From what the Treasury has reported and what we’ve learned as we provide technical assistance to states and localities, we find the jurisdictions that have been able to scale up more quickly already had programs, partnerships, and other infrastructure in place.
Community Organizations Can Help Fill Gaps
Strategic partnerships with community-based organizations have been critically important to the success of ERA programs, helping jurisdictions expand capacity through community outreach and application intake and processing.
In North Carolina, local nonprofits and CBOs are helping jurisdictions reach more residents and process more applications. Charlotte and Mecklenburg County partnered with DreamKey Partners, a local CBO committed “to helping families see what is possible with an affordable home,” to provide emergency relief to those affected by Covid-19. As of August 31, 2021, Charlotte had distributed 98% ($23.6 million) of its ERA funding, and Mecklenburg County had distributed 100% ($6.7 million).
In Ohio, which has distributed 14.3% ($1.06 billion) of combined ERA1 and ERA2 funding, the ERA program is administered through a network of 47 nonprofits providing a range of other social services. In Clark County; Las Vegas; North Las Vegas; and Henderson, Nevada, the CARES Housing Assistant Program works through a network of local nonprofit organizations.
In both states, nonprofits and CBOs use a common online data system for application intake, processing, and tracking. Working collaboratively and sharing responsibilities can also help alleviate capacity issues and burnout.

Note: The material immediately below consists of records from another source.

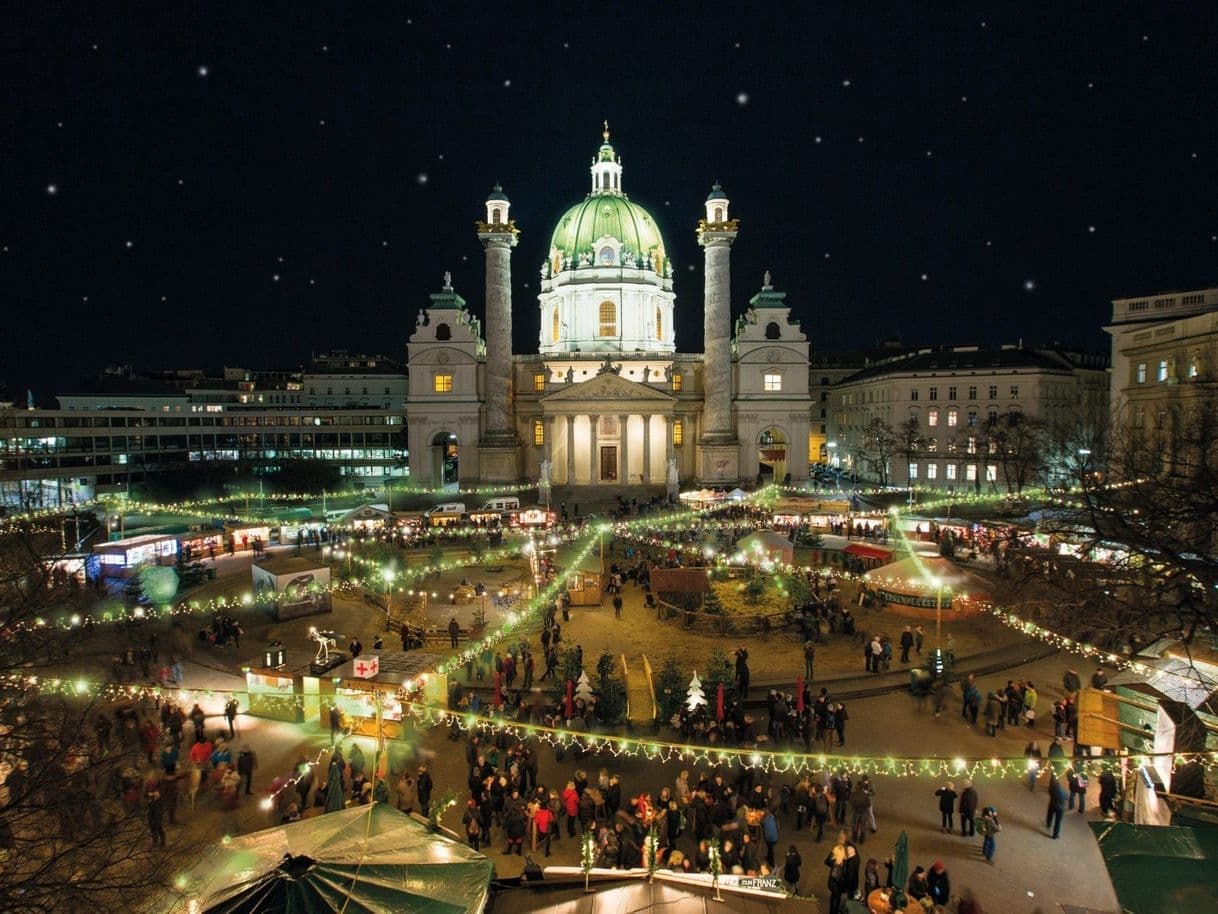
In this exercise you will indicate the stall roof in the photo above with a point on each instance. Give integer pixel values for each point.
(367, 858)
(1157, 869)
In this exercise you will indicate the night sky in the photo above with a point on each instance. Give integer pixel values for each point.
(199, 184)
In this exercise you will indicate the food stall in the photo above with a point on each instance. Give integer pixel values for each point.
(122, 558)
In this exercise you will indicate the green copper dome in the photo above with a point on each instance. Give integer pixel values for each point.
(612, 215)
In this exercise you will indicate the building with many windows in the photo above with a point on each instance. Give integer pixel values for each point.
(607, 400)
(965, 418)
(1165, 352)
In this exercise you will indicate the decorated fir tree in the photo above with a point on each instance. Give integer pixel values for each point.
(694, 696)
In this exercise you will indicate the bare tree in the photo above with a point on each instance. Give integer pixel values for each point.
(70, 839)
(880, 445)
(1141, 524)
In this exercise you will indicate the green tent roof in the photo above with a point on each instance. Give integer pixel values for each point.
(367, 859)
(1157, 869)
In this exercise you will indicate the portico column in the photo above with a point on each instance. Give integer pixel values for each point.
(593, 451)
(570, 450)
(647, 449)
(623, 428)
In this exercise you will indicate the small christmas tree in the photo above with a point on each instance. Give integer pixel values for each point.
(584, 690)
(694, 696)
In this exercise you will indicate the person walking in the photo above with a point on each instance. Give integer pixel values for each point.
(988, 828)
(967, 809)
(791, 869)
(946, 795)
(1056, 806)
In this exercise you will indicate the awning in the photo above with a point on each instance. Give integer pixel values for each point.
(861, 551)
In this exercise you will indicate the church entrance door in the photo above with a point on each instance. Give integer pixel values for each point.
(609, 463)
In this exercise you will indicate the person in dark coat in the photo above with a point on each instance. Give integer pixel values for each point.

Your Way Home, Montgomery County, Pennsylvania’s coordinated housing crisis response system, partnered with six CBOs across the county to make ERA more accessible, especially for people without access to a computer or internet. In an interview, county leaders said these CBOs were critical in equitable community outreach and engagement, providing culturally and linguistically competent services to the county’s hardest-hit areas and connecting applicants with relevant services and programs.
As of October 31, 2021, Montgomery County had assisted 4,282 households and distributed 77% ($17.1 million) of its ERA1 funding and 56% ($5.5 million) of its ERA2 funding.
San Antonio, Texas, partnered with 20 local health-care nonprofits with a history of serving local Latinx communities. Leveraging existing relationships between CBOs and their clients can help overcome distrust of the government and reluctance to apply without a personal connection. With their deep community ties, these organizations were well positioned to address these barriers.
Working Together to Stabilize Communities
Many local governments have faced difficulties administering equitable, effective, and efficient ERA programs that distribute funding quickly and reach households most at risk of eviction or housing instability, but some have found success through partnerships with CBOs. CBOs can help scale up a jurisdiction’s capacity to connect with community members most in need, process applications, and monitor application statuses.
Local government–CBO partnerships could also improve homelessness prevention programs and other care services in the long run. Partnerships provide opportunities to tap into others’ expertise, learn from their experiences, and develop new solutions together.
Communities can continue to leverage these partnerships in the development of preventive practices and services and improve housing stability long after ERA funds are gone.